The ability to easily deploy parallel computations on the Cloud is becoming ever more important. The first uniform mechanism for checkpointing a network of virtual machines is described. This is important for the parallel versions of common productivity software. Potential examples of parallelism include Simulink for MATLAB, parallel R for the R statistical modelling language, parallel blast.py for the BLAST bioinformatics software, IPython.parallel for Python, and GNU parallel for parallel shells. The checkpoint mechanism is implemented as a plugin in the DMTCP checkpoint-restart package. It operates on KVM/QEMU, and has also been adapted to Lguest and pure user-space QEMU. The plugin is surprisingly compact, comprising just 400 lines of code to checkpoint a single virtual machine, and 200 lines of code for a plugin to support saving and restoring network state. Incremental checkpoints of the associated virtual filesystem are accommodated through the Btrfs filesystem. Experiments demonstrate checkpoint times of a fraction of a second by using forked checkpointing, mmap-based restart, and incremental Btrfs-based snapshots.
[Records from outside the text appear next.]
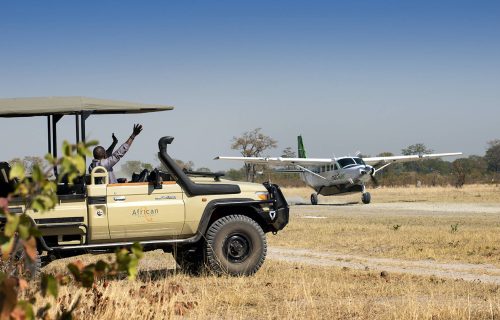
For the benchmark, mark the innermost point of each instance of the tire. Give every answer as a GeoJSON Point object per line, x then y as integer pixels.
{"type": "Point", "coordinates": [190, 259]}
{"type": "Point", "coordinates": [366, 198]}
{"type": "Point", "coordinates": [314, 199]}
{"type": "Point", "coordinates": [235, 245]}
{"type": "Point", "coordinates": [20, 265]}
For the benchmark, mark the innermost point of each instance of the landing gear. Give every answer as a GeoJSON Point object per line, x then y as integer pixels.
{"type": "Point", "coordinates": [366, 198]}
{"type": "Point", "coordinates": [314, 199]}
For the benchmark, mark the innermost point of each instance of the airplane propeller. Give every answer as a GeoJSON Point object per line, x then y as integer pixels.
{"type": "Point", "coordinates": [371, 171]}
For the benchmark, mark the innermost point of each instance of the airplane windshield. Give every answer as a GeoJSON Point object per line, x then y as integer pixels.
{"type": "Point", "coordinates": [359, 161]}
{"type": "Point", "coordinates": [344, 162]}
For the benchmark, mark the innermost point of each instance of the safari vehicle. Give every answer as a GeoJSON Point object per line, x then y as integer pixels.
{"type": "Point", "coordinates": [205, 221]}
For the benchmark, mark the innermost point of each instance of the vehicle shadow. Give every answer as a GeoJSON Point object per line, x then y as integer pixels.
{"type": "Point", "coordinates": [157, 274]}
{"type": "Point", "coordinates": [329, 204]}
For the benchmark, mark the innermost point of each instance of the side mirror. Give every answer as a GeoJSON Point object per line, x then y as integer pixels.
{"type": "Point", "coordinates": [158, 180]}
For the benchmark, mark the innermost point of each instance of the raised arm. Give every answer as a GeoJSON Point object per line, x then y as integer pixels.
{"type": "Point", "coordinates": [120, 152]}
{"type": "Point", "coordinates": [109, 151]}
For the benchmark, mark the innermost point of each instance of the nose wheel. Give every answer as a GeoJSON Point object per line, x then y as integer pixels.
{"type": "Point", "coordinates": [366, 198]}
{"type": "Point", "coordinates": [314, 199]}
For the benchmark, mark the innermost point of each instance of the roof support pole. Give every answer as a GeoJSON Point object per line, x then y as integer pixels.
{"type": "Point", "coordinates": [49, 135]}
{"type": "Point", "coordinates": [83, 117]}
{"type": "Point", "coordinates": [55, 119]}
{"type": "Point", "coordinates": [77, 126]}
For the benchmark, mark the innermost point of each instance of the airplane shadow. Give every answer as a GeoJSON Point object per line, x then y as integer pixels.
{"type": "Point", "coordinates": [329, 204]}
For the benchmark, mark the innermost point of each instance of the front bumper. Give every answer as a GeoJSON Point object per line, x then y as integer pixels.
{"type": "Point", "coordinates": [279, 213]}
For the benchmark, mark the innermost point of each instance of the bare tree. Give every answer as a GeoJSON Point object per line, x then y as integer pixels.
{"type": "Point", "coordinates": [252, 144]}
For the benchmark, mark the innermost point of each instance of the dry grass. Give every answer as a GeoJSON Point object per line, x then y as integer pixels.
{"type": "Point", "coordinates": [280, 291]}
{"type": "Point", "coordinates": [283, 290]}
{"type": "Point", "coordinates": [469, 193]}
{"type": "Point", "coordinates": [428, 230]}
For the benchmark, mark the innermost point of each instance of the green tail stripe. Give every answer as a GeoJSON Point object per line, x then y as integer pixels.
{"type": "Point", "coordinates": [301, 149]}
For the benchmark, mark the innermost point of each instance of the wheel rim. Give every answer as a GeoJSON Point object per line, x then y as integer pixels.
{"type": "Point", "coordinates": [237, 248]}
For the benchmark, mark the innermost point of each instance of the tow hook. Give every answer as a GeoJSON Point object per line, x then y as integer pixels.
{"type": "Point", "coordinates": [272, 214]}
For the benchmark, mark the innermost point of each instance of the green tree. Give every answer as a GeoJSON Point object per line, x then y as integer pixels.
{"type": "Point", "coordinates": [252, 144]}
{"type": "Point", "coordinates": [18, 242]}
{"type": "Point", "coordinates": [417, 166]}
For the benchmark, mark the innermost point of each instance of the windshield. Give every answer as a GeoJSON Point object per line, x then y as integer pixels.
{"type": "Point", "coordinates": [359, 161]}
{"type": "Point", "coordinates": [344, 162]}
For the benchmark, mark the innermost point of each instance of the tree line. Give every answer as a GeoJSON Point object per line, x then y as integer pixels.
{"type": "Point", "coordinates": [254, 143]}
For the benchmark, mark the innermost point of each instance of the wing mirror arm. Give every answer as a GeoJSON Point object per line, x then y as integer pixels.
{"type": "Point", "coordinates": [158, 183]}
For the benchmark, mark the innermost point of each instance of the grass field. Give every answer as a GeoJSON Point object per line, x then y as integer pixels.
{"type": "Point", "coordinates": [412, 224]}
{"type": "Point", "coordinates": [469, 193]}
{"type": "Point", "coordinates": [283, 291]}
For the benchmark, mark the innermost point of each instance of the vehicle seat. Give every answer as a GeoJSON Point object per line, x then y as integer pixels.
{"type": "Point", "coordinates": [141, 177]}
{"type": "Point", "coordinates": [6, 186]}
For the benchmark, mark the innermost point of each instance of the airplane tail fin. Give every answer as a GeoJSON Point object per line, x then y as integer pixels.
{"type": "Point", "coordinates": [301, 149]}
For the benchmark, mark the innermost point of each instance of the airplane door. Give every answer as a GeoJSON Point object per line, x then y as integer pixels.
{"type": "Point", "coordinates": [137, 210]}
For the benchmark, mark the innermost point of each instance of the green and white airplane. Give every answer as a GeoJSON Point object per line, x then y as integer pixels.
{"type": "Point", "coordinates": [336, 176]}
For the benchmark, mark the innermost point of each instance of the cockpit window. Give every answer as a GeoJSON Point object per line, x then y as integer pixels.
{"type": "Point", "coordinates": [344, 162]}
{"type": "Point", "coordinates": [359, 161]}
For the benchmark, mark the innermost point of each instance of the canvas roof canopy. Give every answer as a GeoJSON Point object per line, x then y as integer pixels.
{"type": "Point", "coordinates": [44, 106]}
{"type": "Point", "coordinates": [54, 108]}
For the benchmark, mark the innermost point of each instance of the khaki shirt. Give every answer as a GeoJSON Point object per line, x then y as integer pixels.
{"type": "Point", "coordinates": [110, 161]}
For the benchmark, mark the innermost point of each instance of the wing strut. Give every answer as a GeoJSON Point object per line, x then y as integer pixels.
{"type": "Point", "coordinates": [313, 173]}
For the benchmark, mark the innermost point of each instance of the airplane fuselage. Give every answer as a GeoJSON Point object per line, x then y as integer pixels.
{"type": "Point", "coordinates": [344, 175]}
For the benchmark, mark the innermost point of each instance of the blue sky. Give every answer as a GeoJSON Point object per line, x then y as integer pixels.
{"type": "Point", "coordinates": [372, 76]}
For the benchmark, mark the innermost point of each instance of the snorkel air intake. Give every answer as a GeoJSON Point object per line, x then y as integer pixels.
{"type": "Point", "coordinates": [191, 188]}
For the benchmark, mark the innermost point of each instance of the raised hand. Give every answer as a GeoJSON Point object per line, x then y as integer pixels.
{"type": "Point", "coordinates": [137, 129]}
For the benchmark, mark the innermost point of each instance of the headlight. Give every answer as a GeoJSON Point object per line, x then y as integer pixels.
{"type": "Point", "coordinates": [262, 195]}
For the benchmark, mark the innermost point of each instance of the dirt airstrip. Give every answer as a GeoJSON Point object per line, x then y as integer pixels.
{"type": "Point", "coordinates": [465, 213]}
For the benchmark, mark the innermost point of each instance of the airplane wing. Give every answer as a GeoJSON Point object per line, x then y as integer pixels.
{"type": "Point", "coordinates": [379, 161]}
{"type": "Point", "coordinates": [279, 161]}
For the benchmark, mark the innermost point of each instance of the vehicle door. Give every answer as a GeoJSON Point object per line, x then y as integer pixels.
{"type": "Point", "coordinates": [138, 210]}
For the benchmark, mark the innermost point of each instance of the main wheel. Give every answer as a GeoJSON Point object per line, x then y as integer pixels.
{"type": "Point", "coordinates": [19, 263]}
{"type": "Point", "coordinates": [190, 259]}
{"type": "Point", "coordinates": [235, 245]}
{"type": "Point", "coordinates": [366, 198]}
{"type": "Point", "coordinates": [314, 199]}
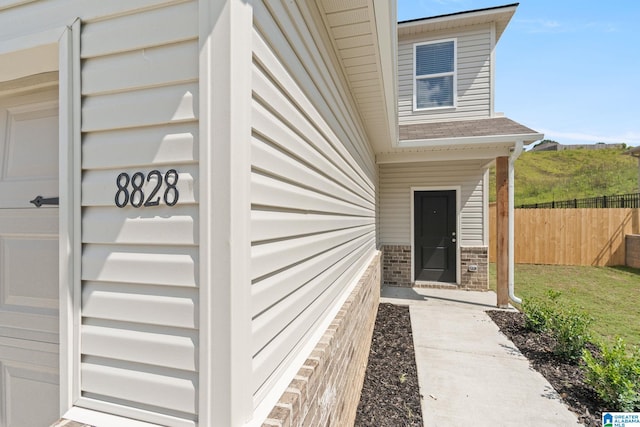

[1]  Josef Bacik,et al.  BTRFS: The Linux B-Tree Filesystem , 2013, TOS.

[2]  Brian E. Granger,et al.  IPython: A System for Interactive Scientific Computing , 2007, Computing in Science & Engineering.

[3]  Thomas Hérault,et al.  MPICH-V: Toward a Scalable Fault Tolerant MPI for Volatile Nodes , 2002, ACM/IEEE SC 2002 Conference (SC'02).

[4]  Jason Duell,et al.  Berkeley Lab Checkpoint/Restart (BLCR) for Linux Clusters , 2006 .

[5]  Jason Duell,et al.  The Lam/Mpi Checkpoint/Restart Framework: System-Initiated Checkpointing , 2005, Int. J. High Perform. Comput. Appl..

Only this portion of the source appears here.